Thursday, February 25, 2016

CDU Candidates in March state elections break from Merkel


There's a big election coming up in March for Germany, where two of the biggest states, Rheinland-Palatinate and Baden-Wuerttemberg will go to the polls and elect a state parliament. In both of those states, Merkel's center-right CDU party has lost considerable support to far-right AfD, which now has somewhere between 9 and 12% of the vote, well above the 5% threshold required to get seats in the regional governments.

The CDU's candidates in Rheinland-Palatinate and Baden-Wuerttemberg, Julia Kloeckner and Guido Wolf, have broken away from Merkel and are calling for the federal government to set daily "refugee" quotas. This is an especially big deal because Kloeckner is understood to be Merkel's 'heir apparent,' and party members are increasingly turning to Kloeckner. Not only that, Guido Wolf is neck-and-neck with the Green Party candidate in Baden-Wuerttemberg, thanks in no small part to the rise of AfD. A Green Party victory in the Black Forest state would be a gigantic loss to the CDU, and Merkel will be to blame.

Merkel, unsurprisingly, is holding the line on her "refugee" policy.
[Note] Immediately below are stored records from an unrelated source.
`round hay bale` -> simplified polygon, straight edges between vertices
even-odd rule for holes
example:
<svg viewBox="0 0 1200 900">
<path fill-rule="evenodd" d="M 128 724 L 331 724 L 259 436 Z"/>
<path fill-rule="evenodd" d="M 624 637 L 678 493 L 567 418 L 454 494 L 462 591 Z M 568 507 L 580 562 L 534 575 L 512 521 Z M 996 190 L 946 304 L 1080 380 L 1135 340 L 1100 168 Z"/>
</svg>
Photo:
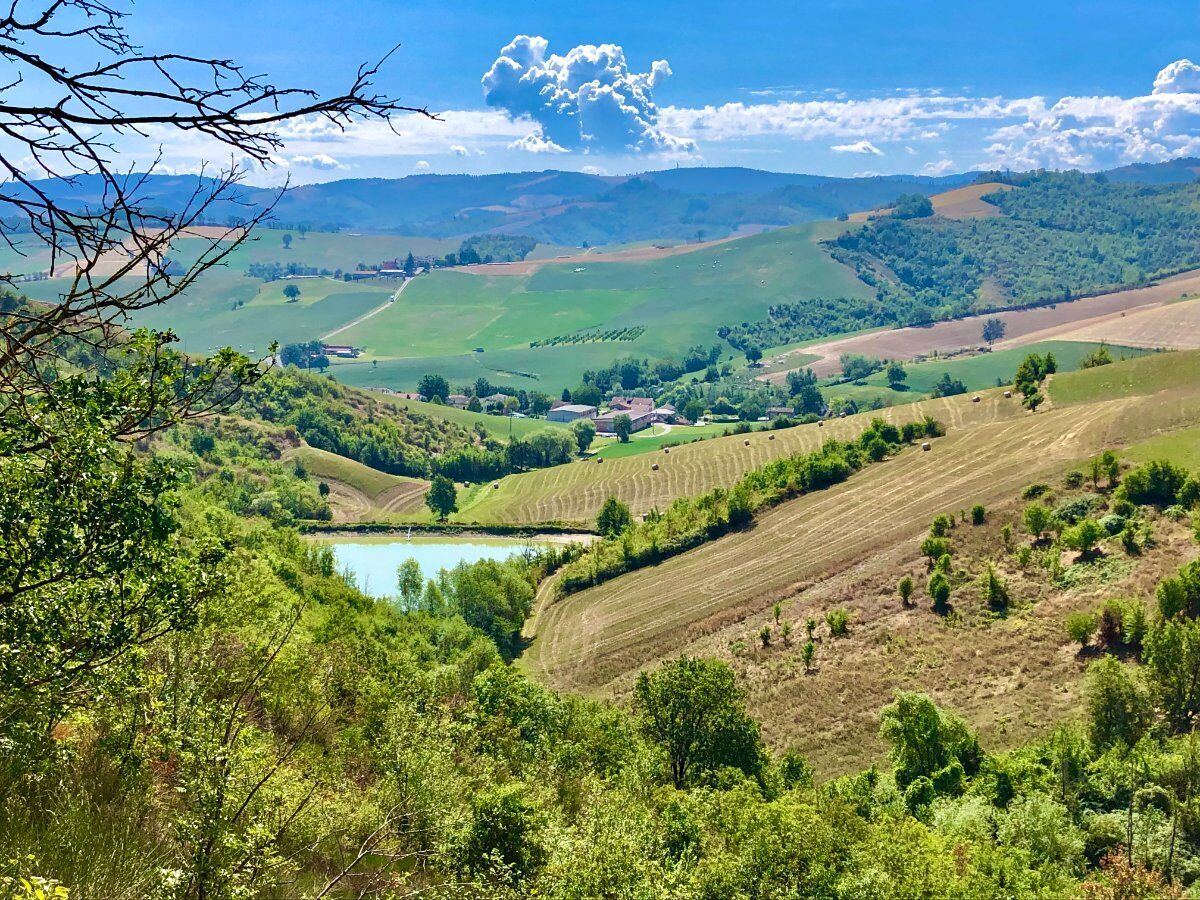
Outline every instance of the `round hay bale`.
<svg viewBox="0 0 1200 900">
<path fill-rule="evenodd" d="M 498 482 L 498 481 L 493 481 L 493 482 L 492 482 L 492 490 L 493 490 L 493 491 L 498 491 L 498 490 L 500 490 L 500 482 Z"/>
<path fill-rule="evenodd" d="M 768 440 L 768 441 L 773 441 L 773 440 L 775 440 L 775 435 L 773 435 L 773 434 L 768 434 L 768 435 L 767 435 L 767 440 Z"/>
<path fill-rule="evenodd" d="M 971 402 L 978 403 L 980 401 L 980 399 L 982 399 L 982 398 L 980 398 L 980 396 L 978 394 L 976 394 L 974 397 L 971 398 Z"/>
<path fill-rule="evenodd" d="M 929 443 L 929 441 L 925 441 L 924 443 L 922 443 L 922 444 L 921 444 L 921 449 L 922 449 L 922 450 L 928 450 L 928 449 L 930 449 L 930 443 Z"/>
<path fill-rule="evenodd" d="M 603 457 L 603 456 L 597 456 L 597 457 L 596 457 L 596 465 L 599 465 L 599 464 L 600 464 L 600 463 L 602 463 L 602 462 L 604 462 L 604 457 Z"/>
<path fill-rule="evenodd" d="M 747 447 L 749 447 L 750 446 L 750 438 L 746 438 L 746 440 L 742 441 L 742 443 L 745 444 Z"/>
<path fill-rule="evenodd" d="M 824 423 L 823 421 L 821 421 L 821 420 L 819 420 L 819 419 L 818 419 L 818 420 L 817 420 L 817 427 L 818 427 L 818 428 L 824 428 L 824 427 L 825 427 L 825 423 Z"/>
<path fill-rule="evenodd" d="M 653 463 L 653 464 L 650 466 L 650 471 L 651 471 L 651 472 L 657 472 L 657 471 L 658 471 L 658 463 Z"/>
<path fill-rule="evenodd" d="M 670 452 L 671 452 L 670 447 L 663 447 L 663 453 L 670 453 Z"/>
<path fill-rule="evenodd" d="M 1005 399 L 1005 400 L 1011 400 L 1011 399 L 1012 399 L 1012 391 L 1005 391 L 1005 392 L 1004 392 L 1004 399 Z"/>
</svg>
"I'm truly working to reduce the number of refugees," the childless chancellor chided on Monday in the town of Landau. "Some people always think I don't even want that. I do."

Well, sorry Merkel, but actions are louder than words. With Merkel continually holding down her more common-sense oriented candidates in Rhineland and Baden-Wuerttemberg, the CDU is headed for a big fat loss in March.